County in Missouri, United States

St. Francois County (/ˈfrænsᵻs/ FRAN-siss) is a county in the Lead Belt region in the U.S. state of Missouri. At the 2020 census, the population was 66,922. The largest city and county seat is Farmington. The county was officially organized on December 19, 1821. It was named after the St. Francis River. The origin of the river's name is unclear. It may refer to St. Francis of Assisi. Another possibility is that Jacques Marquette, a Jesuit who explored the region in 1673, named the river for the Jesuit missionary Francis Xavier; Marquette had spent some time at the mission of St. François Xavier before his voyage and, as a Jesuit, was unlikely to have given the river a name honoring the Franciscans.

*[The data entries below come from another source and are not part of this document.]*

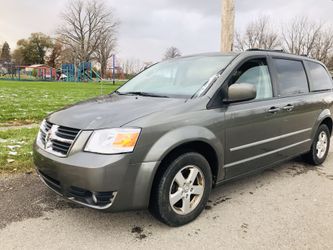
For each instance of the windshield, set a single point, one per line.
(181, 77)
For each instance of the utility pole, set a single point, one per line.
(228, 25)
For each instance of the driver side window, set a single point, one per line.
(255, 72)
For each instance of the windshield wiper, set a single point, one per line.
(140, 93)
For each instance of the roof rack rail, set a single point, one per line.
(270, 50)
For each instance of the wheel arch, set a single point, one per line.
(187, 139)
(325, 117)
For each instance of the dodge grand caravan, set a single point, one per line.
(165, 138)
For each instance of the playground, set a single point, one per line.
(69, 72)
(25, 102)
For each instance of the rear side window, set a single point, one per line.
(255, 72)
(291, 77)
(320, 80)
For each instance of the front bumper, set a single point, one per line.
(104, 182)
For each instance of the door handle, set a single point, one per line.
(288, 108)
(274, 110)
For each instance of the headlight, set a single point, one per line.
(113, 141)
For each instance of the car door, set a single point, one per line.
(299, 108)
(252, 128)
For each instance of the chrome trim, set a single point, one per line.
(265, 154)
(72, 199)
(50, 135)
(269, 140)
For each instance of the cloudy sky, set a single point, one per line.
(148, 27)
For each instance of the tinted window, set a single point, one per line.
(291, 77)
(255, 72)
(320, 80)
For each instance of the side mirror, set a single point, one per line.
(240, 92)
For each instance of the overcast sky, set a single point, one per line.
(148, 27)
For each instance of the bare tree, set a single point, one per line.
(323, 48)
(258, 34)
(228, 25)
(84, 25)
(172, 52)
(105, 50)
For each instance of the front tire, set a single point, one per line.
(182, 190)
(320, 146)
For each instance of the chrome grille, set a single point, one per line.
(56, 139)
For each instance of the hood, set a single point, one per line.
(110, 111)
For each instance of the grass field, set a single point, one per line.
(28, 102)
(16, 150)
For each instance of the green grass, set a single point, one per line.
(16, 150)
(29, 102)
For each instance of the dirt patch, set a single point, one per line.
(24, 196)
(139, 232)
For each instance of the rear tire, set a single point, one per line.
(181, 191)
(320, 146)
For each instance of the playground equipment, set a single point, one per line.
(83, 73)
(38, 72)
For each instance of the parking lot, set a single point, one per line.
(282, 208)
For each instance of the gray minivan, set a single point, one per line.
(165, 138)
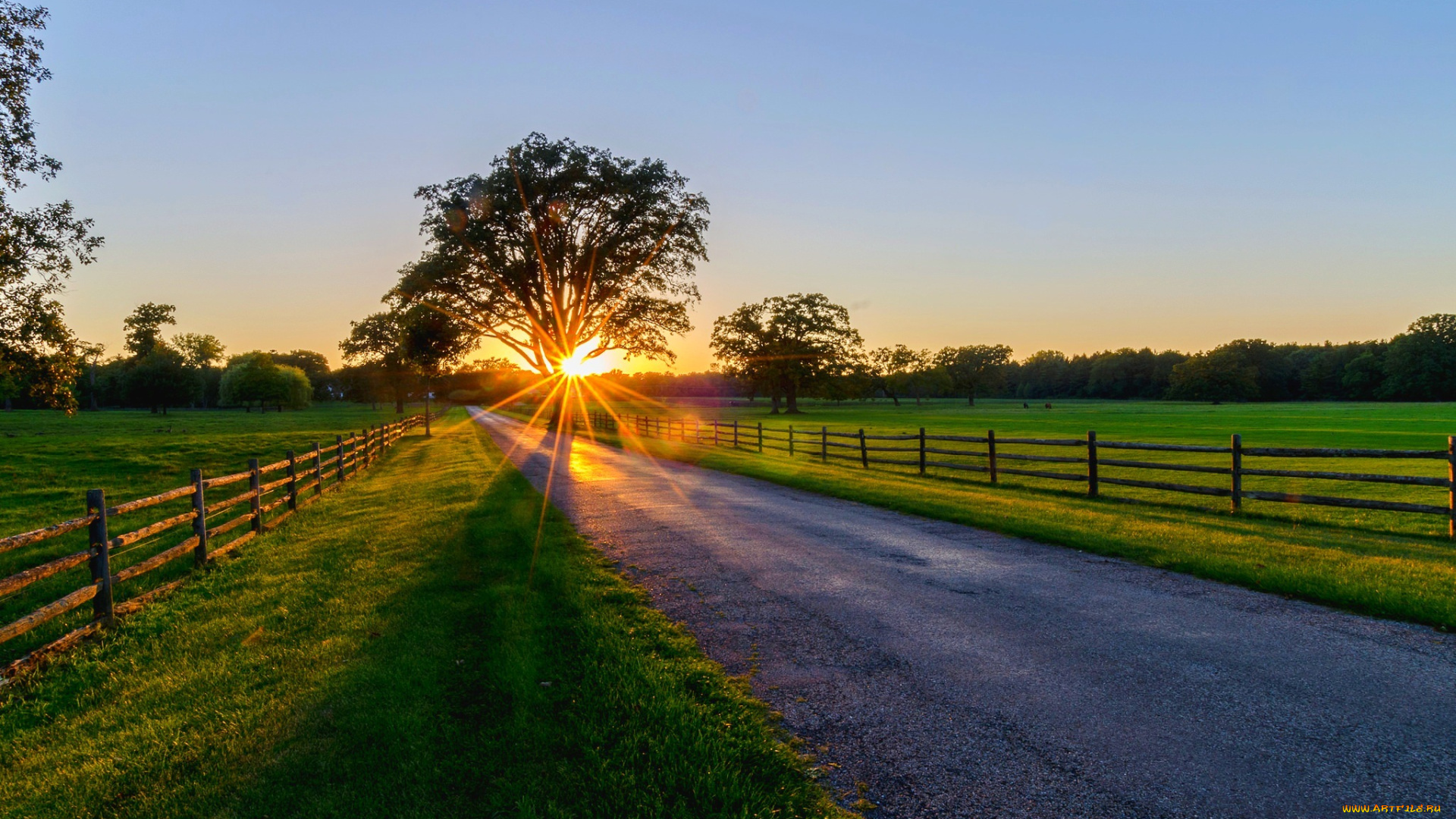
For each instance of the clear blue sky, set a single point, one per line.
(1047, 175)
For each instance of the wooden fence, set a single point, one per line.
(925, 452)
(264, 503)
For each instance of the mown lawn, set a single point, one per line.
(1397, 566)
(384, 653)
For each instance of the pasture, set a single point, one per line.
(391, 651)
(1388, 564)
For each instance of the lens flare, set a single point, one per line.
(580, 363)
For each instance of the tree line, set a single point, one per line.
(795, 346)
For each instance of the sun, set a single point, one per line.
(577, 365)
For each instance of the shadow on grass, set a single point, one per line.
(383, 656)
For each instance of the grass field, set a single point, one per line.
(1398, 566)
(52, 460)
(384, 654)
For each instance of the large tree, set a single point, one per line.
(38, 246)
(788, 344)
(145, 327)
(563, 246)
(379, 343)
(896, 368)
(1421, 362)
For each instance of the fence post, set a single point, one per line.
(256, 502)
(199, 518)
(1237, 472)
(293, 482)
(101, 556)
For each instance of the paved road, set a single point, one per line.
(960, 672)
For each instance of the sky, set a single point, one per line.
(1047, 175)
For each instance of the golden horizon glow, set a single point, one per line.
(582, 363)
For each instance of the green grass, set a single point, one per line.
(1386, 564)
(384, 654)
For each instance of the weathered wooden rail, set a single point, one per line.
(256, 509)
(929, 452)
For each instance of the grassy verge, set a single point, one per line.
(386, 654)
(1382, 573)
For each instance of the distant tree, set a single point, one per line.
(91, 354)
(974, 369)
(145, 327)
(199, 350)
(788, 343)
(894, 366)
(1420, 363)
(435, 341)
(255, 376)
(162, 379)
(313, 365)
(1363, 376)
(564, 246)
(379, 340)
(38, 246)
(1223, 373)
(202, 354)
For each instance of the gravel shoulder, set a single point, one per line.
(946, 670)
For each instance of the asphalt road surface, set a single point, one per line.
(946, 670)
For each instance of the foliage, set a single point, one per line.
(786, 344)
(406, 341)
(200, 350)
(145, 327)
(162, 379)
(1420, 365)
(560, 246)
(378, 341)
(315, 366)
(894, 368)
(255, 376)
(973, 369)
(38, 246)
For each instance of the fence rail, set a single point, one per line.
(306, 479)
(817, 444)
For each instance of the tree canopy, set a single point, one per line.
(38, 246)
(145, 327)
(255, 376)
(976, 368)
(786, 344)
(560, 246)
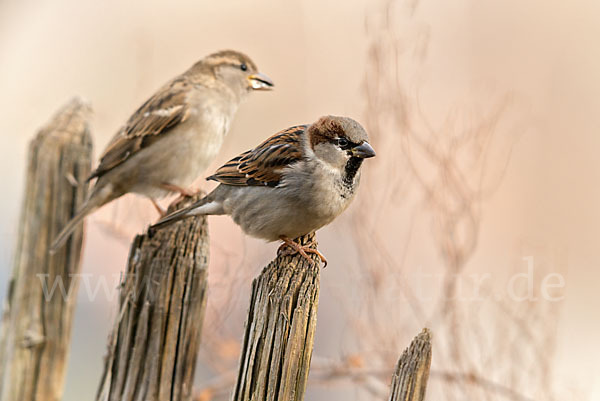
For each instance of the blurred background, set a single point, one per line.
(478, 218)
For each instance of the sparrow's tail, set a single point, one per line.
(204, 206)
(96, 200)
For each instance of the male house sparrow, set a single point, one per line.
(295, 182)
(171, 139)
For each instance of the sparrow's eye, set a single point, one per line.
(342, 142)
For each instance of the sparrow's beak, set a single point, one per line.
(260, 81)
(364, 151)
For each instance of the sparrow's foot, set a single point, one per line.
(183, 192)
(290, 247)
(162, 212)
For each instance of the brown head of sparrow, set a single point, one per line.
(171, 139)
(294, 183)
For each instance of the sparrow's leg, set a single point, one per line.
(303, 250)
(162, 212)
(183, 192)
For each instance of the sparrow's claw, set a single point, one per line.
(162, 212)
(290, 247)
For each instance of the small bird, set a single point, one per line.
(294, 183)
(173, 137)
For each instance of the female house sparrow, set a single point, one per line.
(295, 182)
(171, 139)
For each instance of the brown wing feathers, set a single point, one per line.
(264, 164)
(157, 116)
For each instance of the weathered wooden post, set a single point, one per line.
(154, 343)
(280, 327)
(412, 371)
(36, 322)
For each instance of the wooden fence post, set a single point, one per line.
(36, 323)
(155, 340)
(412, 371)
(280, 329)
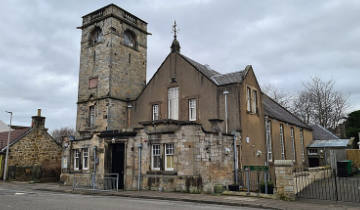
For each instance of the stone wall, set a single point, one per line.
(35, 156)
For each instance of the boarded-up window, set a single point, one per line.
(173, 103)
(93, 82)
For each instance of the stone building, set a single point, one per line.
(33, 153)
(188, 129)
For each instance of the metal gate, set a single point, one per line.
(325, 184)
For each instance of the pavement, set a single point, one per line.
(227, 200)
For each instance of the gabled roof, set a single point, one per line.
(214, 76)
(330, 143)
(15, 135)
(275, 110)
(321, 133)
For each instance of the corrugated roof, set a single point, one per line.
(330, 143)
(275, 110)
(14, 136)
(216, 77)
(321, 133)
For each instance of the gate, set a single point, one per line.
(110, 182)
(325, 184)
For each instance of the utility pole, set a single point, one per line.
(7, 147)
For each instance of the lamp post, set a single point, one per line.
(7, 147)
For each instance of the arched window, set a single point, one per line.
(130, 39)
(95, 36)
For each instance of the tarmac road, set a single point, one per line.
(25, 199)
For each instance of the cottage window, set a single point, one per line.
(86, 158)
(155, 158)
(293, 143)
(268, 140)
(254, 101)
(282, 142)
(169, 157)
(155, 109)
(302, 144)
(76, 159)
(129, 39)
(248, 99)
(192, 109)
(173, 103)
(91, 116)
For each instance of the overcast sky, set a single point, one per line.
(286, 42)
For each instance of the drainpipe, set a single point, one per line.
(7, 148)
(236, 161)
(93, 180)
(139, 174)
(226, 111)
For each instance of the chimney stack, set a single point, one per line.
(38, 121)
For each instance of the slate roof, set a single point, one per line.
(330, 143)
(14, 136)
(216, 77)
(275, 110)
(321, 133)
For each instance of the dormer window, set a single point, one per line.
(129, 39)
(96, 36)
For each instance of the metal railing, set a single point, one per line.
(110, 182)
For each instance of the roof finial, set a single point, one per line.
(175, 46)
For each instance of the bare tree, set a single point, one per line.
(283, 98)
(58, 134)
(321, 103)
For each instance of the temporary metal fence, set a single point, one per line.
(256, 179)
(110, 182)
(326, 184)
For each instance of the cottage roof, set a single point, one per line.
(321, 133)
(216, 77)
(14, 136)
(330, 143)
(275, 110)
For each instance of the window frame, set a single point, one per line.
(155, 114)
(153, 155)
(173, 103)
(292, 136)
(268, 140)
(248, 99)
(282, 142)
(192, 102)
(254, 101)
(91, 116)
(172, 149)
(76, 159)
(302, 144)
(85, 151)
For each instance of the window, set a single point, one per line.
(192, 109)
(155, 109)
(302, 144)
(91, 116)
(155, 158)
(93, 83)
(129, 39)
(173, 103)
(76, 159)
(169, 157)
(86, 158)
(268, 140)
(248, 98)
(254, 101)
(293, 143)
(95, 36)
(282, 142)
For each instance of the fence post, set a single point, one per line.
(285, 179)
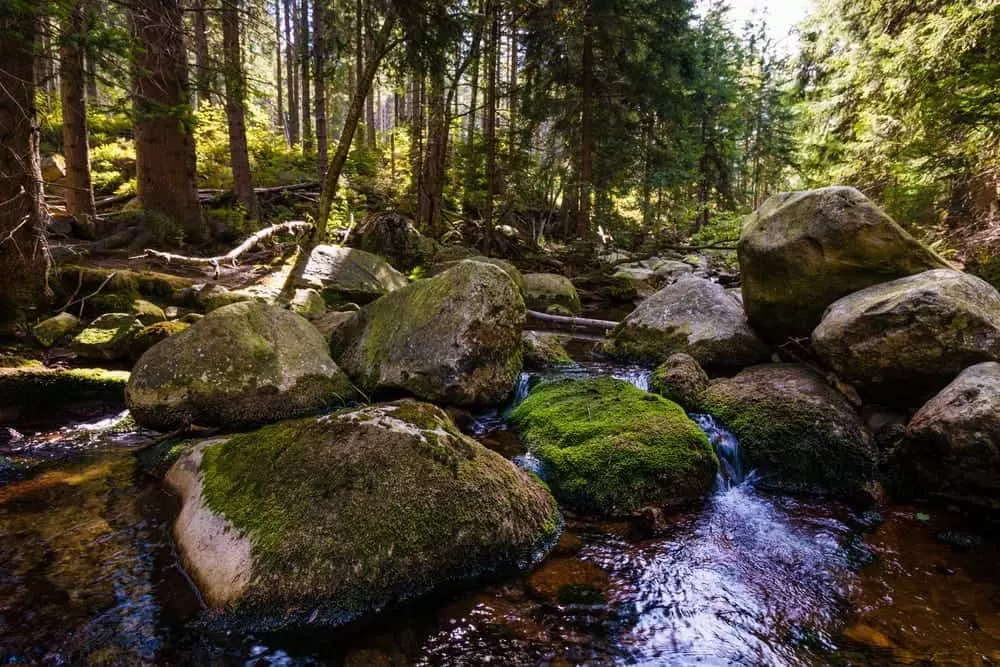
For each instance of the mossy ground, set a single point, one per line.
(611, 448)
(354, 510)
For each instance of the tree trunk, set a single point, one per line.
(304, 78)
(282, 124)
(586, 132)
(432, 181)
(24, 255)
(202, 71)
(319, 71)
(164, 141)
(236, 91)
(293, 87)
(79, 194)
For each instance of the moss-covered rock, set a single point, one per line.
(901, 341)
(610, 448)
(34, 391)
(694, 316)
(542, 290)
(346, 274)
(153, 334)
(243, 364)
(107, 337)
(952, 444)
(454, 338)
(680, 379)
(798, 432)
(394, 237)
(320, 520)
(801, 251)
(544, 349)
(52, 330)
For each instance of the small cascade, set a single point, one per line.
(727, 448)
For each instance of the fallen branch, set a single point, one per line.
(291, 227)
(574, 322)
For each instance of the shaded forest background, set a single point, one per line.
(648, 122)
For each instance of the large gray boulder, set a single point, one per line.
(801, 251)
(694, 316)
(798, 432)
(342, 274)
(243, 364)
(367, 507)
(904, 340)
(454, 338)
(952, 444)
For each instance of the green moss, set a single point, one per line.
(611, 448)
(348, 512)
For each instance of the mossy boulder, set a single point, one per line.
(349, 275)
(394, 237)
(52, 330)
(454, 338)
(153, 334)
(107, 337)
(680, 379)
(694, 316)
(610, 448)
(35, 391)
(902, 341)
(321, 520)
(795, 430)
(542, 290)
(243, 364)
(801, 251)
(952, 445)
(544, 349)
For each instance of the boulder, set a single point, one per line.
(542, 290)
(952, 445)
(680, 379)
(610, 448)
(107, 337)
(349, 275)
(801, 251)
(394, 237)
(367, 508)
(543, 349)
(454, 338)
(795, 430)
(153, 334)
(694, 316)
(243, 364)
(901, 341)
(52, 330)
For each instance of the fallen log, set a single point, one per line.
(573, 322)
(231, 257)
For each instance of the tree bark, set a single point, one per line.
(278, 71)
(304, 79)
(236, 91)
(292, 81)
(586, 132)
(24, 255)
(202, 71)
(78, 192)
(319, 71)
(164, 141)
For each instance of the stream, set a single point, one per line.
(88, 573)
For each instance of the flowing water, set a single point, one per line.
(88, 574)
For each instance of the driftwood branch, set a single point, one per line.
(573, 322)
(231, 257)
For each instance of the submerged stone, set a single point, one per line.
(243, 364)
(610, 448)
(364, 508)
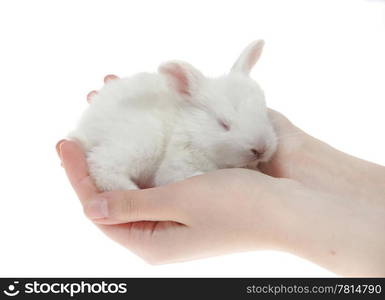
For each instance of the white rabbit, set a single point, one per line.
(153, 129)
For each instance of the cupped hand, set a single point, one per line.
(219, 212)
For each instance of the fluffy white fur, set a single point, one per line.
(153, 129)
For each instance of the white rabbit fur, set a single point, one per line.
(153, 129)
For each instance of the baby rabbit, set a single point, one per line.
(153, 129)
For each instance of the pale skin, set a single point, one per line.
(311, 200)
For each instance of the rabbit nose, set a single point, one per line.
(257, 153)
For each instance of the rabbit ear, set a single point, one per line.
(183, 77)
(248, 58)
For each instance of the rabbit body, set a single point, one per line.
(153, 129)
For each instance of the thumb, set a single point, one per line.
(154, 204)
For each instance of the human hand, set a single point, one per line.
(220, 212)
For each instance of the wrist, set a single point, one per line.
(324, 168)
(341, 235)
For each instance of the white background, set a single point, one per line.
(323, 66)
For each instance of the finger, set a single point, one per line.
(90, 95)
(75, 164)
(58, 150)
(155, 204)
(109, 77)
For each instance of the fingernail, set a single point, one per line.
(58, 147)
(97, 208)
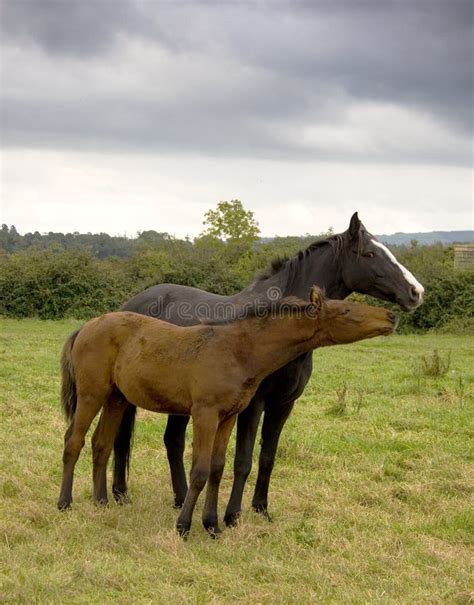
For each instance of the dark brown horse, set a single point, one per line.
(209, 372)
(343, 263)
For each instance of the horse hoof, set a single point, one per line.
(262, 510)
(121, 497)
(212, 528)
(183, 530)
(232, 519)
(214, 532)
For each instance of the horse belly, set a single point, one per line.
(146, 395)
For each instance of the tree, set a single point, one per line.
(231, 222)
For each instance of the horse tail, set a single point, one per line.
(68, 382)
(124, 440)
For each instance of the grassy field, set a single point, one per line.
(371, 495)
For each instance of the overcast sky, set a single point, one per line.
(126, 115)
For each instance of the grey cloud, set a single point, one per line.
(289, 64)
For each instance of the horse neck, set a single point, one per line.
(320, 266)
(273, 342)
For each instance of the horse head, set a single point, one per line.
(370, 268)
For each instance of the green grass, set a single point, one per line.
(371, 504)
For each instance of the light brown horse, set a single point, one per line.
(209, 371)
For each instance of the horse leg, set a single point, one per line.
(102, 443)
(273, 422)
(174, 439)
(247, 426)
(205, 425)
(122, 448)
(86, 410)
(209, 514)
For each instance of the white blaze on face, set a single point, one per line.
(411, 279)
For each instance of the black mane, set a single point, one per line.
(261, 309)
(278, 264)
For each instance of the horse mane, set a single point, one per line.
(337, 242)
(262, 309)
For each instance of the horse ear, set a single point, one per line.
(354, 226)
(316, 297)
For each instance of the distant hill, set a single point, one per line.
(400, 239)
(430, 237)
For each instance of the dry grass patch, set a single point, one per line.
(372, 505)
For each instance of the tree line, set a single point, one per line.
(56, 275)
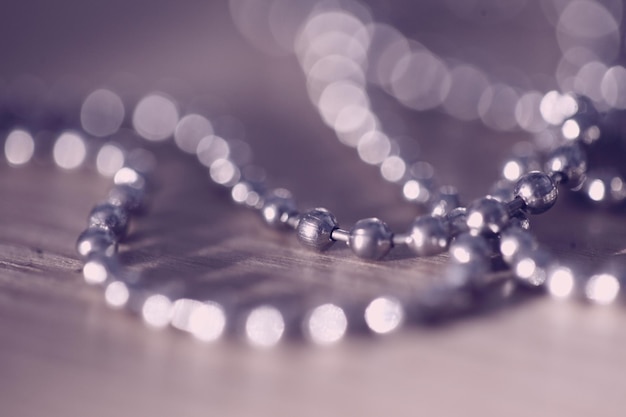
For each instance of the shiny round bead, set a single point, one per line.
(278, 207)
(370, 239)
(109, 217)
(532, 268)
(515, 241)
(467, 248)
(487, 215)
(458, 275)
(446, 200)
(538, 192)
(457, 221)
(315, 228)
(429, 235)
(127, 198)
(569, 162)
(96, 241)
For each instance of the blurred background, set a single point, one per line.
(455, 82)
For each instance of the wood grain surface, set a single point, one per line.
(63, 352)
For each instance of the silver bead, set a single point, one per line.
(109, 217)
(429, 235)
(278, 207)
(446, 200)
(532, 268)
(538, 192)
(370, 239)
(570, 162)
(96, 241)
(457, 221)
(486, 216)
(315, 228)
(515, 241)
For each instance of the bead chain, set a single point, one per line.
(534, 192)
(108, 222)
(469, 234)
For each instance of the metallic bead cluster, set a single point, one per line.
(490, 227)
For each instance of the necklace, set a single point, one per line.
(318, 229)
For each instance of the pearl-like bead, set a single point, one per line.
(487, 216)
(538, 192)
(429, 235)
(96, 241)
(127, 197)
(370, 239)
(515, 241)
(315, 228)
(457, 221)
(109, 217)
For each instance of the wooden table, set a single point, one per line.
(64, 352)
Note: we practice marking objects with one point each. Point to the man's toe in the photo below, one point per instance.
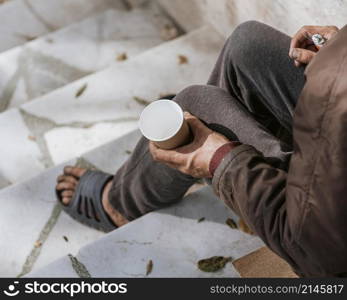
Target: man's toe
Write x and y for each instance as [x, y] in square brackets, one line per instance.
[74, 171]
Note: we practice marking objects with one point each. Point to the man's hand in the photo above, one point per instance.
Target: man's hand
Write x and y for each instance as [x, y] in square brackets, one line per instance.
[192, 159]
[302, 49]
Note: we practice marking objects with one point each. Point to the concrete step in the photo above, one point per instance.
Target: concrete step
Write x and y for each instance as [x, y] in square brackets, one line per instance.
[52, 61]
[33, 230]
[172, 238]
[60, 126]
[24, 20]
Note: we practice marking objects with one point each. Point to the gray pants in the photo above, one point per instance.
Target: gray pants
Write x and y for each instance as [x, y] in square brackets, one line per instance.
[250, 97]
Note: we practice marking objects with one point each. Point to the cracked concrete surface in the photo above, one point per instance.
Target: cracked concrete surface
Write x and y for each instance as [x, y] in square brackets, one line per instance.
[35, 252]
[40, 127]
[79, 267]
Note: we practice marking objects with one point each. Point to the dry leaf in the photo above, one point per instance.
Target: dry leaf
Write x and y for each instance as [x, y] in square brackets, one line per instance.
[122, 57]
[38, 244]
[26, 37]
[244, 227]
[81, 90]
[213, 264]
[182, 59]
[231, 223]
[149, 267]
[141, 100]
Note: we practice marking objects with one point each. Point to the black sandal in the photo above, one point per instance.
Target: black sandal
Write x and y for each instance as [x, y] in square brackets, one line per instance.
[86, 204]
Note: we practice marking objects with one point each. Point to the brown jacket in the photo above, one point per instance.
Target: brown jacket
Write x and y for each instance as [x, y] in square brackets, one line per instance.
[302, 214]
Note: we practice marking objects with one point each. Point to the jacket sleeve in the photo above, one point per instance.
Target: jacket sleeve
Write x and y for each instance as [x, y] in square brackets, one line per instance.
[255, 188]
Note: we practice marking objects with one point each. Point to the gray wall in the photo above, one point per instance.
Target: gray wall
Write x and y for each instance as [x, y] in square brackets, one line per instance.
[286, 15]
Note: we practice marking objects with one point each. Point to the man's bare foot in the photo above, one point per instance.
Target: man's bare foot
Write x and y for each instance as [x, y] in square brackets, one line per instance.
[66, 185]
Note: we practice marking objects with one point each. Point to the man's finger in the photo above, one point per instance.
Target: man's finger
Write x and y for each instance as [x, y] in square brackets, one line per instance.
[165, 156]
[195, 124]
[302, 55]
[298, 39]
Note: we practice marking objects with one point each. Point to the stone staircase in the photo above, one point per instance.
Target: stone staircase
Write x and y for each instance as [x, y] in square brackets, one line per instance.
[73, 96]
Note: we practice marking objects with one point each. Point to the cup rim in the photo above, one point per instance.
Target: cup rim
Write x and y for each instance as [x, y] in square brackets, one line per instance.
[172, 135]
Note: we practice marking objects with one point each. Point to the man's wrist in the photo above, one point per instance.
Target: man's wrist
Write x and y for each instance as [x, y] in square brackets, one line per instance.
[220, 153]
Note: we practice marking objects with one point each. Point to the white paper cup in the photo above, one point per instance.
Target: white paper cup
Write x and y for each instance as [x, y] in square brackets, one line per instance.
[163, 123]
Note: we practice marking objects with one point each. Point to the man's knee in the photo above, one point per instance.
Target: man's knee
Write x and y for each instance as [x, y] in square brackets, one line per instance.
[188, 96]
[247, 42]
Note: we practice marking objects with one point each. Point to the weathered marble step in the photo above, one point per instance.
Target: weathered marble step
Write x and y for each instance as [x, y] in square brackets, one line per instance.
[24, 20]
[172, 238]
[58, 126]
[52, 61]
[33, 230]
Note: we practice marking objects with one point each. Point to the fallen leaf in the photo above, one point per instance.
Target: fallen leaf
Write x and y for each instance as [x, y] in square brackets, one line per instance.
[122, 57]
[37, 244]
[149, 267]
[81, 90]
[244, 227]
[26, 37]
[231, 223]
[213, 264]
[141, 100]
[182, 59]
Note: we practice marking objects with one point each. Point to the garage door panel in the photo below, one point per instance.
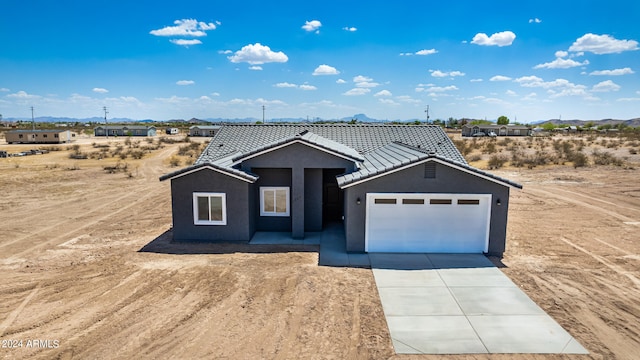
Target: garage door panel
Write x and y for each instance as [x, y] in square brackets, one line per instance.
[454, 223]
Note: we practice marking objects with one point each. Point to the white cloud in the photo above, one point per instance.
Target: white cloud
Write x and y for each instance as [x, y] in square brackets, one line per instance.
[383, 93]
[313, 25]
[256, 54]
[426, 52]
[285, 85]
[500, 78]
[614, 72]
[388, 102]
[605, 86]
[407, 99]
[184, 42]
[438, 73]
[22, 95]
[357, 91]
[603, 44]
[185, 27]
[441, 89]
[325, 70]
[504, 38]
[361, 78]
[560, 63]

St. Francois County comprises the Farmington Micropolitan Statistical Area, which is also included in the St. Louis–St. Charles–Farmington–Illinois Combined Statistical Area.

==History==

===Seal===

2018–2022
2022–present

A former county seal, used from 2018 to 2022, was posted on the subreddit r/CrappyDesign where it received considerable attention and was covered by local and national news organizations. It was criticized for being "overdone" and "amateurish," though some said they felt it stood out and was "spontaneous."

The 2018 seal was designed during a weekend deadline by county commissioner Harold Gallaher and incorporated components from an older 1982 seal designed by a high school student in needlework. The seal was unanimously approved by the county commission and was used on government signage and vehicles.

The seal featured clip art-style images of a bald eagle atop the American flag, a pickaxe and shovel, a Bible and Christian cross, and an outline of the county. It also featured the phrase "In God we trust" and the founding date of the county.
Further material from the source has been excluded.